Customer retention is largely a function of how good a product is, and how effective it is in solving the customers’ pain points. In the face of increasing commodification, insurance companies that go the extra mile to make the buying process more immersive and engaging can gain a definite edge over competitors.

Globally, companies are flocking to implement AR/VR into their customer engagement strategies as it allows them to better several aspects of the customer journey in one fell swoop. Relationship building, product visualization, and highly personalized products are some of the benefits that AR/VR confers to its wielders.  

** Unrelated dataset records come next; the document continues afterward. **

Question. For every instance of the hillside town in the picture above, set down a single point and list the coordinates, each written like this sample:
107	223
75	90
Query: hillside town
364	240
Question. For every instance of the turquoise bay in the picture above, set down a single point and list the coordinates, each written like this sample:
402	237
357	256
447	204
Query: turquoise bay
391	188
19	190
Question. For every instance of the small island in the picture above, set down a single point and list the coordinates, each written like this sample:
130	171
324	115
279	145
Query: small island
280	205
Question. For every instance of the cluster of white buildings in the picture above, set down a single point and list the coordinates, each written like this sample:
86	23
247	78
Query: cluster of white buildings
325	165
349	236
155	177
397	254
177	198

By honoring the customer sentiments of today and applying a slick AR/VR-powered veneer over its existing product layer, insurance companies can cater to a younger audience (Gen Z) by educating them about insurance products and tailoring digital delivery experiences. This could pay off in the long run by building a large customer base that could be retained and served for a much longer period.

The way forward

The Insurance industry is undergoing a shift of tectonic proportions as an older generation makes way for a new and younger one that has little to no perceptions about the industry. By investing in next-generation technologies such as AR/VR, firms can build new products to capture this new market and catapult themselves to leadership positions simply by way of keeping up with the times.

We have already seen how AR is a potential game-changer for the insurance industry. It is only a matter of time before it becomes commonplace.